Davenport is a district of Stockport, Greater Manchester, England; until 1974, it was part of Cheshire. At the 2011 census, it had a population of 14,924.

History 
Davenport's name arose from the  building of Davenport railway station at the behest of the Davenport family, who since the later 14th century had owned Bramall Hall in the neighbouring village of Bramhall. The family name came from an ancestral estate between Holmes Chapel and Congleton, in Mid Cheshire. The estate is recorded in the Domesday Book of 1086, where it is listed as Deneport.

Originally, Davenport's expansion in the 1850s consisted of three key routes, Bramhall Lane, Kennerley Road and Buxton Road, all of which remain in place today.

The 1900s saw an increase in construction of residential houses and commercial developments. The aftermath of World War II saw the demolition of larger, older properties in extensive gardens to make way for smaller private residences and flats.

Transport

The railway station, at Davenport's main road junction, allows travel by rail towards  Manchester Piccadilly, Stockport, Hazel Grove and Buxton. Services are generally half-hourly, but hourly on Sundays.

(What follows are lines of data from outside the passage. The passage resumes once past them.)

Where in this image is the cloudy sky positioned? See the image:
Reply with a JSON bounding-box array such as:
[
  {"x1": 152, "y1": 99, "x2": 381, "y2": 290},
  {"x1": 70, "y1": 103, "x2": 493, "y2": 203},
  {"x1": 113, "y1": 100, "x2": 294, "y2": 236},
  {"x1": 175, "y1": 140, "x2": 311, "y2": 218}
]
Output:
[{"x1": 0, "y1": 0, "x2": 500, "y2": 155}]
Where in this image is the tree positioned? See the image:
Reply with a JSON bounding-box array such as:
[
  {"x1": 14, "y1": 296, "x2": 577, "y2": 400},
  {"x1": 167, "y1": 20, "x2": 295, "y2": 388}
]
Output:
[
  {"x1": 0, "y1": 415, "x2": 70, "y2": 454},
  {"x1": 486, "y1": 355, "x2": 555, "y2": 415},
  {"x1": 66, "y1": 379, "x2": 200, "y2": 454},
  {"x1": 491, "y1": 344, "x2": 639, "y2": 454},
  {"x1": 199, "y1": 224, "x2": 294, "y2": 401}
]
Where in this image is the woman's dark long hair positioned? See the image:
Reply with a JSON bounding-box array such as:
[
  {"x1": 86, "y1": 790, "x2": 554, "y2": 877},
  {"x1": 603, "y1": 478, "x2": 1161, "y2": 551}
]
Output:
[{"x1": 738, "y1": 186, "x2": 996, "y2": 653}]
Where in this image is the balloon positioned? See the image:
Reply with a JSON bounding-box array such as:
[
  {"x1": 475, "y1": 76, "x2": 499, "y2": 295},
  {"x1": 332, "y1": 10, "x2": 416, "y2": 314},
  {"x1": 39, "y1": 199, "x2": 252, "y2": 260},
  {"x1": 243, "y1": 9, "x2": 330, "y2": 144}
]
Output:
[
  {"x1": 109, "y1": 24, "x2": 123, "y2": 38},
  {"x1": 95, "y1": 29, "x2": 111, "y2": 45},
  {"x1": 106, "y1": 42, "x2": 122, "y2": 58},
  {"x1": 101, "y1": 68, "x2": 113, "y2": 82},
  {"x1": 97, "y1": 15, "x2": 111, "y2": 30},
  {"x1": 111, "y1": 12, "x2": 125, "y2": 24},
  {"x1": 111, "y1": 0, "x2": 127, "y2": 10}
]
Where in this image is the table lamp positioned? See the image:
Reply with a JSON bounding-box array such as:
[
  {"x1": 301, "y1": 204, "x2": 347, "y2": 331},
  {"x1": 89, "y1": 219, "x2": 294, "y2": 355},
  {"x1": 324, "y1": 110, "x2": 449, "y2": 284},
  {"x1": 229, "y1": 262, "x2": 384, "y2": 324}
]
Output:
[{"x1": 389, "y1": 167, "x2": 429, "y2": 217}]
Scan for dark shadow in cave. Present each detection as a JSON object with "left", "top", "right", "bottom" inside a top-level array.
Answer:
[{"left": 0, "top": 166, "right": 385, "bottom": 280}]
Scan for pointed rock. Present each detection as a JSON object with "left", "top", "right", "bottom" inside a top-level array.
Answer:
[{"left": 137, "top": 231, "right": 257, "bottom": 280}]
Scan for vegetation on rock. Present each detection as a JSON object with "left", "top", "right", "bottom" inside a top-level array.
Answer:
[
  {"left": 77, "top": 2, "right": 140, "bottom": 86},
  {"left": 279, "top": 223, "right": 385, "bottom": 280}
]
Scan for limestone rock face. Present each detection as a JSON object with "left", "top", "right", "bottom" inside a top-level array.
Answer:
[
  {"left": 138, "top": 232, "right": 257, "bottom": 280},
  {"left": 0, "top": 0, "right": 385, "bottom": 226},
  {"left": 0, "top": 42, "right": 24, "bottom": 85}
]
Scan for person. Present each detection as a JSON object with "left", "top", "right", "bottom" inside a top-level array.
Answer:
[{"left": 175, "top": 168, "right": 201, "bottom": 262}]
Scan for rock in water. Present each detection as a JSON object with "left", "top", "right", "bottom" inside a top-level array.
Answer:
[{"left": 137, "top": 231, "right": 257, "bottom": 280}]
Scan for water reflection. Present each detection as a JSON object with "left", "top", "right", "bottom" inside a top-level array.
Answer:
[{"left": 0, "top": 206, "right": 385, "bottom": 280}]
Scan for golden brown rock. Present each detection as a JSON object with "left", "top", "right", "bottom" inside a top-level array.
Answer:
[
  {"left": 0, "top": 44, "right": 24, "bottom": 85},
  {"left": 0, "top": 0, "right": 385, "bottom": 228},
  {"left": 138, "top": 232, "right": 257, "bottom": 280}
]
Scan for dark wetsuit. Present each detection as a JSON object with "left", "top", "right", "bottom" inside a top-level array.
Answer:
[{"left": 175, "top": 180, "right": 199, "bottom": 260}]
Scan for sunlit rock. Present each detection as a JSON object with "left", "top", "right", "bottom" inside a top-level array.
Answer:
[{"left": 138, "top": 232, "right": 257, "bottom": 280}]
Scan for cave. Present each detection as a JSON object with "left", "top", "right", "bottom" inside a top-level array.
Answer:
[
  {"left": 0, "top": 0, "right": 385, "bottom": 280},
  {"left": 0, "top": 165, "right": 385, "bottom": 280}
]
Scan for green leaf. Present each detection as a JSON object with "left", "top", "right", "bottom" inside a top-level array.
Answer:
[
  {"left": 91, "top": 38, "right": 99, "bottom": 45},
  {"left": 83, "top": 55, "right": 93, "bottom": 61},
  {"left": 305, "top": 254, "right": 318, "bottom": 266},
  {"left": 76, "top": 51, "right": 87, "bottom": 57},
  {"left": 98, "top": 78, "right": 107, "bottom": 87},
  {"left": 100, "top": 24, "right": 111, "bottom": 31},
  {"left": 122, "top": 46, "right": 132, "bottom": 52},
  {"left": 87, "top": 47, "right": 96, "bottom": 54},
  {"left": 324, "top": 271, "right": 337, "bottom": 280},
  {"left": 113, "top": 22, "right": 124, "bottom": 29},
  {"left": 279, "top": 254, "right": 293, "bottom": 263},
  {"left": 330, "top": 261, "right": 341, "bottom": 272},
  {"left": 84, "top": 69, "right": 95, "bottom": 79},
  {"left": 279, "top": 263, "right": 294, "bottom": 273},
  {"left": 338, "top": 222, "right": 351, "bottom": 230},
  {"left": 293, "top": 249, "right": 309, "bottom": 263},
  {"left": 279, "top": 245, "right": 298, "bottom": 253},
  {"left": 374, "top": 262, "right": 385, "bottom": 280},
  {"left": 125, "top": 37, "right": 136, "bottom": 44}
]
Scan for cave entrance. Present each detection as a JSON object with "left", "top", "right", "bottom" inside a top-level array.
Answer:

Local bus services are operated by Stagecoach. Routes include the regular 192 service along Buxton Road between Manchester and Hazel Grove.

Places of interest 

Cale Green Park is a popular local attraction with its bowling green, tennis court, basketball court and playground.

Stockport Lacrosse Club, the oldest in the world, have played at Cale Green Cricket Club since 1876.

Education 

Adswood Primary School and St Ambrose Catholic Primary School are the nearest primary schools.

Stockport Grammar School, founded in 1485, lies next to Davenport Park on Buxton Road, whilst immediately across the road is the local authority comprehensive, Stockport School.